Of all the words you have spoken to me, I think the passage that I've played over the most in my head over the years is the opening paragraphs from your book "Five Smooth Stones for Pastoral Work":

"PASTORAL WORK takes Dame Religion by the hand and drags her into the everyday world, introducing her to friends, neighbors, and associates. Religion left to herself is shy, retiring, and private; or else she is decorative and proud—a prima donna. But she is not personal and she is not ordinary. The pastor insists on taking her where she must mix with the crowd.

When pastoral work is slighted, religion tends, among some, to become gaudy with ceremonial, among others to get cubbyholed as a private emotion. In either case she still does many things well: her theology can be profound, her meditations mystic, her moral counsels wise, her liturgies splendid.

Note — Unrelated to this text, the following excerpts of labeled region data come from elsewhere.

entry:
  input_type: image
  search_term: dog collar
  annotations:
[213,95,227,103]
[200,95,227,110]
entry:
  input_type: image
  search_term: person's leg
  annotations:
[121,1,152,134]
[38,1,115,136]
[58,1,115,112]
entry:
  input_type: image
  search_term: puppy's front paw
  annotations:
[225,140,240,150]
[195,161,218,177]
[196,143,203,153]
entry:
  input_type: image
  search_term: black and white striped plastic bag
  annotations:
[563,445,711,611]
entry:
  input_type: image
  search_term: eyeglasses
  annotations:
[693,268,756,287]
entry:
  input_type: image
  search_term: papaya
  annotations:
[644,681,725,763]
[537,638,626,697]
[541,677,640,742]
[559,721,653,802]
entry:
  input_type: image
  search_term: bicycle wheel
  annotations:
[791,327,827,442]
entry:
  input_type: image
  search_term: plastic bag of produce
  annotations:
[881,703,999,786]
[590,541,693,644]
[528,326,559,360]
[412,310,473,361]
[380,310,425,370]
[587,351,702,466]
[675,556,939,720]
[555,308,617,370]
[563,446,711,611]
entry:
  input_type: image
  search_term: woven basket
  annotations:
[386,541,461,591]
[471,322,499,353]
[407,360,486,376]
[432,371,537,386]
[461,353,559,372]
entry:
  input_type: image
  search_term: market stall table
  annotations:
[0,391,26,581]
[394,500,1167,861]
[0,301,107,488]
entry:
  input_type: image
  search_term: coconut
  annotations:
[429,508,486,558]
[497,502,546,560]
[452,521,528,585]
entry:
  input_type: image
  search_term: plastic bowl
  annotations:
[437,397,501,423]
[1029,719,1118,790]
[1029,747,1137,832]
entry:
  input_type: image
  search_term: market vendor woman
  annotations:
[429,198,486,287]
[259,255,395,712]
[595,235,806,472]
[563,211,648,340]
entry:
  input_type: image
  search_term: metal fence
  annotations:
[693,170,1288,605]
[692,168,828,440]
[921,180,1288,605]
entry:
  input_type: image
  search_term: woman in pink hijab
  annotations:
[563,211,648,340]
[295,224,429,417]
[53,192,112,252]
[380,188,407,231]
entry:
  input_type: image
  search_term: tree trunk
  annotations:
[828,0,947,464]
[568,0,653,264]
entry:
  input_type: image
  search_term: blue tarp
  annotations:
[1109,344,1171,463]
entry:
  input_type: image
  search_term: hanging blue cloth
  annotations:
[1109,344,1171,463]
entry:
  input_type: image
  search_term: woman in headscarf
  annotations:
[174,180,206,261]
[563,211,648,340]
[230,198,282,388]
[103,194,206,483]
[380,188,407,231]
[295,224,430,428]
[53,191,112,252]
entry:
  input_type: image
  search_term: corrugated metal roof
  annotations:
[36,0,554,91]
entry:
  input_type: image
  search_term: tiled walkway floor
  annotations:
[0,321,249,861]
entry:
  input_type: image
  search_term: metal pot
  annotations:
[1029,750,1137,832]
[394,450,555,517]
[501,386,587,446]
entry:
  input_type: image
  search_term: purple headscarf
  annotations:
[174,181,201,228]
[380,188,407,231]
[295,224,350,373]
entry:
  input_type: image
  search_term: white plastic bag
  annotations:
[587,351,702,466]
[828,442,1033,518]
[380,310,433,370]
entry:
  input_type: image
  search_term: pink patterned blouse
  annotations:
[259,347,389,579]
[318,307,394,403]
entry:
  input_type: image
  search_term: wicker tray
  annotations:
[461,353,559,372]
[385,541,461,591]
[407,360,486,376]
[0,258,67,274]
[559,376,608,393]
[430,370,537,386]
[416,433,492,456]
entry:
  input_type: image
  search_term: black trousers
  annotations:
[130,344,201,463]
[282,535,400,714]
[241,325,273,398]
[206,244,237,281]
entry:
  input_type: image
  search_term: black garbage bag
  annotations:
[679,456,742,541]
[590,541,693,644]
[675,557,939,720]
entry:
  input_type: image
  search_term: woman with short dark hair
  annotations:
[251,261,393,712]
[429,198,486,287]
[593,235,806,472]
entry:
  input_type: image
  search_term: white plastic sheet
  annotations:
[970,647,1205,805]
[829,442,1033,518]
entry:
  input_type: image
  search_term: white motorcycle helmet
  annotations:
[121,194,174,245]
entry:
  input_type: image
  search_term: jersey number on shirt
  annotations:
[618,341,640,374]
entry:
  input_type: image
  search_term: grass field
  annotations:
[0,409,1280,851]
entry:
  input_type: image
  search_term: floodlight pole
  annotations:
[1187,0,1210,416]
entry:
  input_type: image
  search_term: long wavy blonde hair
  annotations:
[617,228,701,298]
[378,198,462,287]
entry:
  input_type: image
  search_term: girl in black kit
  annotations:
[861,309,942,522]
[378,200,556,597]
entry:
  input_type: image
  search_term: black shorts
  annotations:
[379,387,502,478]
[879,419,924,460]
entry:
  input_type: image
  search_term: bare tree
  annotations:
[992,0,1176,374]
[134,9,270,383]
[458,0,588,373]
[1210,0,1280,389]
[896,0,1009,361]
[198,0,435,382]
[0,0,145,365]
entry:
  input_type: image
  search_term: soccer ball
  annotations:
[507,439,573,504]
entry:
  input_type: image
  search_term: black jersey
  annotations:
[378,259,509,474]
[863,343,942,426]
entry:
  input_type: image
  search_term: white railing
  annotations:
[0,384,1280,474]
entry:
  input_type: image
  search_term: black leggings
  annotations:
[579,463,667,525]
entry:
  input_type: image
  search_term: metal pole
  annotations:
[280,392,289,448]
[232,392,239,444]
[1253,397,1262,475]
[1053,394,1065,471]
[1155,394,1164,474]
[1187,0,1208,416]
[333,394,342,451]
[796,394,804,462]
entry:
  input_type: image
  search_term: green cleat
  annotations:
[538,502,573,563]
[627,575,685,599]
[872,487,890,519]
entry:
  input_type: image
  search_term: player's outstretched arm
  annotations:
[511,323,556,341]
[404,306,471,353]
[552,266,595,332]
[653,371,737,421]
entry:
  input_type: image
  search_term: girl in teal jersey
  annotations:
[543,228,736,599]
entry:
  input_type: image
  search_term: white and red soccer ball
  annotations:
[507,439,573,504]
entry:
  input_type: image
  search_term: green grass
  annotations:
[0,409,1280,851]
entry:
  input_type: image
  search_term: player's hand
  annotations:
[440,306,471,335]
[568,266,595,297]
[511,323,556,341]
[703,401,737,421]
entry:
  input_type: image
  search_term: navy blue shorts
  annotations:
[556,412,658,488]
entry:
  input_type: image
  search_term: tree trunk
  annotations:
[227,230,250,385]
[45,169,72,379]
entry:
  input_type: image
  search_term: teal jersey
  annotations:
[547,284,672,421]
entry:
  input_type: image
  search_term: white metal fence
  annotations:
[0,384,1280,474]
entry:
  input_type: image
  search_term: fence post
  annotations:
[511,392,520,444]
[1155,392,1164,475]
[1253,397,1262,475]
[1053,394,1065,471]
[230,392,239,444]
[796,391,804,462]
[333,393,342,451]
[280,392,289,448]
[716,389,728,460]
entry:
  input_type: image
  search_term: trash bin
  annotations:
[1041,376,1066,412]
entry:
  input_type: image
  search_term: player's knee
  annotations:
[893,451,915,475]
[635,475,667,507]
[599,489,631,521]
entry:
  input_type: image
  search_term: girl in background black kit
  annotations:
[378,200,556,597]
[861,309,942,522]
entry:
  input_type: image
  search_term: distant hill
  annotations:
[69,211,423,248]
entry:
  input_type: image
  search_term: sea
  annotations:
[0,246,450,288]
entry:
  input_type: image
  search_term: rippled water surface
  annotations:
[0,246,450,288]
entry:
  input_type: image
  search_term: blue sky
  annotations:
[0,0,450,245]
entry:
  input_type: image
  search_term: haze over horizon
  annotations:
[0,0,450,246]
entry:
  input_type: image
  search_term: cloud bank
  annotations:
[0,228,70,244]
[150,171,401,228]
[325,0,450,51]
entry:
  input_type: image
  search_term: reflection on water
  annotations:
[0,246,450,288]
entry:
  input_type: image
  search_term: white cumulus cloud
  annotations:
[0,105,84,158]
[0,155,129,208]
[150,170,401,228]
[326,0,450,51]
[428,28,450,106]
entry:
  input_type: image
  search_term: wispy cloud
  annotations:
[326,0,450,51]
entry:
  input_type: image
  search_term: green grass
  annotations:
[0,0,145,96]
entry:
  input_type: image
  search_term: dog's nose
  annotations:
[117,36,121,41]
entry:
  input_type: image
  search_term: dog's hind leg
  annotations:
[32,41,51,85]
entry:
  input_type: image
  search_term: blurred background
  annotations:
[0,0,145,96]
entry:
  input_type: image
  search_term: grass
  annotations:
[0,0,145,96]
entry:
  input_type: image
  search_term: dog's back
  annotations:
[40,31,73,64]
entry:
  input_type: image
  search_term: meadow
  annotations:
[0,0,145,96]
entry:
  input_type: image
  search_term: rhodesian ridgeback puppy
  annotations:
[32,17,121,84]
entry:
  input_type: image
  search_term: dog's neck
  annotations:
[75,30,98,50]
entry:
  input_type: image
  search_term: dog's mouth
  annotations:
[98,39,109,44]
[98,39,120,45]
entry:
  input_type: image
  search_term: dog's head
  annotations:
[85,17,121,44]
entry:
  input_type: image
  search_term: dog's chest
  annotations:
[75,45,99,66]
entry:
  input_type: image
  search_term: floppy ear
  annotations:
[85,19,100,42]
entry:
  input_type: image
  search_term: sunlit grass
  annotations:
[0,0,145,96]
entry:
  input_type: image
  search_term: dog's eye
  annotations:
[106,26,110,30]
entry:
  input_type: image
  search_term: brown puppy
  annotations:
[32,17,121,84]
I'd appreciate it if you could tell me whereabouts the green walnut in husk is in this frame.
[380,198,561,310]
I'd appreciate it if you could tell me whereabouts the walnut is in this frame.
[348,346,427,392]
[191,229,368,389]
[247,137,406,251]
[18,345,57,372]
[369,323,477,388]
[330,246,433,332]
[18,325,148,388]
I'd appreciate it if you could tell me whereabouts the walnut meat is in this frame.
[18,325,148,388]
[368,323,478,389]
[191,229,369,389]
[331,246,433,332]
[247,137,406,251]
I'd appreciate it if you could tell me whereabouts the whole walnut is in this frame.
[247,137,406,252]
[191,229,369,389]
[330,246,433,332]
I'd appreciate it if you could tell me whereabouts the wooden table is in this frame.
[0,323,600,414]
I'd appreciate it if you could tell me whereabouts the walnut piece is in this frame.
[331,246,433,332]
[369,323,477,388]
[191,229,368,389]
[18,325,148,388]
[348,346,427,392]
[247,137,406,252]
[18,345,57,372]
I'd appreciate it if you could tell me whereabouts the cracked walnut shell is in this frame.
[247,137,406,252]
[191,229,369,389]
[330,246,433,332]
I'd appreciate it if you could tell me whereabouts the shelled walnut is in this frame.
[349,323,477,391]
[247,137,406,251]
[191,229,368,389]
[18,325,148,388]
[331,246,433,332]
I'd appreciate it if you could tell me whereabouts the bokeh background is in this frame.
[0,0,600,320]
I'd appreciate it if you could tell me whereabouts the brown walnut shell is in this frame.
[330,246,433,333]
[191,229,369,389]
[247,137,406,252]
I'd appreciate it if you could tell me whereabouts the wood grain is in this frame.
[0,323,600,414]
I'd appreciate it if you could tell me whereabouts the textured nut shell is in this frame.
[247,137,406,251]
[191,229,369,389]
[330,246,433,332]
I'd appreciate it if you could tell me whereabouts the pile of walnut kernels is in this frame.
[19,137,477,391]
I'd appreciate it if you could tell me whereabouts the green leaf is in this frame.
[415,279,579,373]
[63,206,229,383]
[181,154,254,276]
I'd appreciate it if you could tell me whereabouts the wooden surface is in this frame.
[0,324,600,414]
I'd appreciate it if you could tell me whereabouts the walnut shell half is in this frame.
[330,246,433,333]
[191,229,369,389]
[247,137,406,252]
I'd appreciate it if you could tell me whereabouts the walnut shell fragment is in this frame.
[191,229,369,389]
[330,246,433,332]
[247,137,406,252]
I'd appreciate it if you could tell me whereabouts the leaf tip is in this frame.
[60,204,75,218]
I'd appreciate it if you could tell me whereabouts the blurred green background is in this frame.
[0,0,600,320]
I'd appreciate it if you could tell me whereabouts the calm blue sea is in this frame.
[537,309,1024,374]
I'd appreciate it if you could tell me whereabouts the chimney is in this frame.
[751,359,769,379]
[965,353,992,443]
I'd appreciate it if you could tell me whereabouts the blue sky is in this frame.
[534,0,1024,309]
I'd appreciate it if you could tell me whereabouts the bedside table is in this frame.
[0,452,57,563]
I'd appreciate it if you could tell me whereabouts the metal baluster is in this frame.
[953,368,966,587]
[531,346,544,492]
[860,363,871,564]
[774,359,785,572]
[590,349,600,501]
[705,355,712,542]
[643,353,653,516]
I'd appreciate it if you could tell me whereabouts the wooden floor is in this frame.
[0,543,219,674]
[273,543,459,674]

But until she is dragged into the common round she is not alive with Good News nor does she have a chance to put her ideas and beliefs to use, testing them out in actual life-situations."

I am still learning to speak and live this way in my disciple-making.

A riddle in the book of love
Obscure and obsolete
Until witnessed here in time and blood
A thousand kisses deep

How true that so much of what we say, not just theology, is obscure and obsolete, loaded with backhanded suggestions that we thought we shared, laden with prejudices of this age, unquestioned, depersonalized, barren of intimacy.

A picture of a hot meal put together by our loved one in a cold winter night, we posted on social media for all to see.  We want it to mean to the world the meaning we ascribed to it, determined for it, unmistakable, conspicuous, for our benefit.  The sacredness of a moment bleeds away in pixels.

Until we give witness to what is true and beautiful, in the here and now, in flesh and blood, we shall not know the depth of a thousand kisses.